We could be wrong but that is our view of the end game, folks. A strong conviction held loosely.
How and how long it takes to play out is anyone’s guess.
Radioactive Long Bonds
This is not fuzzy math, folks.
Why would anyone in their right mind hold a negative-yielding long-duration bond in their portfolio, which is so radioactive it decays returns the longer you hold them? One of the unintended consequences of all the nonsense going on today is that risk-free long-term sovereign bonds, intended to be held until maturity, have been transformed into short-term radioactive hot potatoes. That can’t be good.
We hear that pension funds or banks by law have to hold a specific allocation to risk-free fixed income and are forced to buy these radioactive hot potatoes. Were not that familiar with the regulations but to that, we say change the laws before the mushroom clouds start rising over these sectors.
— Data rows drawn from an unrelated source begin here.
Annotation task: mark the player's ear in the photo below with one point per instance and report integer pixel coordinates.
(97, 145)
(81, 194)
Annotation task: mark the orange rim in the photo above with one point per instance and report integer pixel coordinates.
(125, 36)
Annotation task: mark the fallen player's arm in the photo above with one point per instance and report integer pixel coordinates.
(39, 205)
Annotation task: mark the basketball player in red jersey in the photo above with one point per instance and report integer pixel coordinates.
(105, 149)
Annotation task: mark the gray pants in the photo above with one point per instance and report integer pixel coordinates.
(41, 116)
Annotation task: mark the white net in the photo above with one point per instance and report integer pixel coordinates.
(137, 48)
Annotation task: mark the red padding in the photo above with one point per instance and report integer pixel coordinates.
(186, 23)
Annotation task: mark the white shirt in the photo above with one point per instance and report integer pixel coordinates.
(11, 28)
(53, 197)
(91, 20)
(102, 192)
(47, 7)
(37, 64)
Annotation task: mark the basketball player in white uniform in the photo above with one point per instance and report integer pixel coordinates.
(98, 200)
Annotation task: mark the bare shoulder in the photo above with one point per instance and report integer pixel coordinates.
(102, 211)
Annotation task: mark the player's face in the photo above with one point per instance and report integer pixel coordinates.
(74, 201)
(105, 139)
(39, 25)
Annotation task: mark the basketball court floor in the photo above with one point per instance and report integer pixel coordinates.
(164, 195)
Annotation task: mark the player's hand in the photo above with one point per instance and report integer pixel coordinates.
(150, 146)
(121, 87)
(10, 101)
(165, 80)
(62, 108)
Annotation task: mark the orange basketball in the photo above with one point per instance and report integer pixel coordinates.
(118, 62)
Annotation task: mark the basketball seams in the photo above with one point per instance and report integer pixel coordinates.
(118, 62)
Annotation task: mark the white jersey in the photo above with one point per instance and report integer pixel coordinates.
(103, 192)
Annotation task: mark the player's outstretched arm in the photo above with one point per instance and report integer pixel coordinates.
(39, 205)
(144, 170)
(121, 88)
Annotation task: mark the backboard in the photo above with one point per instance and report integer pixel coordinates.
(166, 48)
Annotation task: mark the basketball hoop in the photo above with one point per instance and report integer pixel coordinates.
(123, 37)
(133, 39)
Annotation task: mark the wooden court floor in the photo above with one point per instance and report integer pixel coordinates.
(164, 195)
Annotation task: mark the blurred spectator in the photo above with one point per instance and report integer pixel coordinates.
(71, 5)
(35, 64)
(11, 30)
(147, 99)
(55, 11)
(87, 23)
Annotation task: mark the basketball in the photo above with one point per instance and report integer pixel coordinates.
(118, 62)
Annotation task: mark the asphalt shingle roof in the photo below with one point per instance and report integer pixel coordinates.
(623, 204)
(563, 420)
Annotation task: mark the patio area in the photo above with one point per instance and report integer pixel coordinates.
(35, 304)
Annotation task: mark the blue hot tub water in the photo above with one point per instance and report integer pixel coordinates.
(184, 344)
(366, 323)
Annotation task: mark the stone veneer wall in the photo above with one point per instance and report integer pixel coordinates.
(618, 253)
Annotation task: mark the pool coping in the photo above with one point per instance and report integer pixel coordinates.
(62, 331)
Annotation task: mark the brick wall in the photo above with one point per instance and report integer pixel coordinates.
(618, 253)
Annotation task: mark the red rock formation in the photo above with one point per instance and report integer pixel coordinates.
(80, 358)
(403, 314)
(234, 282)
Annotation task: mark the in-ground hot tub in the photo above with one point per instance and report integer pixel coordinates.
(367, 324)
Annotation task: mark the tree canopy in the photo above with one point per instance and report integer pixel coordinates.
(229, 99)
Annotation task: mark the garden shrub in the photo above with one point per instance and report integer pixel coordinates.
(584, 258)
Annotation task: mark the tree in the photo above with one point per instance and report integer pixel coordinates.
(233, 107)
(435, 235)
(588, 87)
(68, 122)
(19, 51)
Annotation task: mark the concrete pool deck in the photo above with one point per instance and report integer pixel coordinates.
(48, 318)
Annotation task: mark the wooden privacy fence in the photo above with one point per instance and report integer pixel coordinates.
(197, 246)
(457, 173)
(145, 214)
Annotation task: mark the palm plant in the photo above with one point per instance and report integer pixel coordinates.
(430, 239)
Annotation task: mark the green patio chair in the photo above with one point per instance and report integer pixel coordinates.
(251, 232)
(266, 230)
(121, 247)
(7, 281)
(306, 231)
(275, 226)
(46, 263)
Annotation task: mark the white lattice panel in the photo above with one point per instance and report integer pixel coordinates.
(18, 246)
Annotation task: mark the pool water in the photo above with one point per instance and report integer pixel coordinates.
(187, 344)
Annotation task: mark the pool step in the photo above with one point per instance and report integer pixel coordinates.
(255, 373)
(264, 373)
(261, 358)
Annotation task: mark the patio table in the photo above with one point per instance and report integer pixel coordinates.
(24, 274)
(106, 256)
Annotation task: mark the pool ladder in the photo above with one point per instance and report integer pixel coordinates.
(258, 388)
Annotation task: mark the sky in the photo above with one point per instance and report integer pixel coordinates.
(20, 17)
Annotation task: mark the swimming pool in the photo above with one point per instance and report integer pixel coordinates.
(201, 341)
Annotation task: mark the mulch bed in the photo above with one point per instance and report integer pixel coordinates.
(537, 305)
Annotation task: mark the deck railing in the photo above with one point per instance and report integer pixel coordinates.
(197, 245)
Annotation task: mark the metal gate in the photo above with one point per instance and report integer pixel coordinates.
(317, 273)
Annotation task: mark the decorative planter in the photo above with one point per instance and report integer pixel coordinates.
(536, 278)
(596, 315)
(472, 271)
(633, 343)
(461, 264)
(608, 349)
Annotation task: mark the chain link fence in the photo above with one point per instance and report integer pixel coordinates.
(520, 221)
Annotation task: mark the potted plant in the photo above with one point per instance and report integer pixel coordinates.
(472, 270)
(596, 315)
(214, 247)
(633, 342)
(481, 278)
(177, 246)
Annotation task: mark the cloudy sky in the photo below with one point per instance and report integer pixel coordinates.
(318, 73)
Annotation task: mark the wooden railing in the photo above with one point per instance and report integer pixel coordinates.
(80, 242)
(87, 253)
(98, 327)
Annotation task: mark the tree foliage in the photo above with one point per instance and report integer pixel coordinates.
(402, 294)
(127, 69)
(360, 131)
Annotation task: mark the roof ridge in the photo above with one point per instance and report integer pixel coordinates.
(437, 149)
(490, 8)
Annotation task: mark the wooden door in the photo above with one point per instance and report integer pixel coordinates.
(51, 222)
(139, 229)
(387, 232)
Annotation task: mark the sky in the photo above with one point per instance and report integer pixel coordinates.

The stock market is trading like Trump is going to cave on slapping on the September 1st tariffs or remove them soon thereafter. That is probably what the Chinese are hoping and will table first (note table defined the opposite in the U.S.) in the next round of passing the peace pipe if there is the next round.
Update 4:11 pm
Interesting comment from one of our friends down in Argentina. The Banco Central De La Republica Argentina (BCRA) has no problem generating inflation.
You got a 2.1 bid to cover ratio! That’s great, here in Argentina yesterday we had to close the offering because the ratio was below 0.10. Only Public Institutions were amongst the offers. People are taking their savings out of the banks. Are you worried about deflation? Come back to Argentina, land of fine wine, fine meat and 50% inflation rates. – Leo in B.A.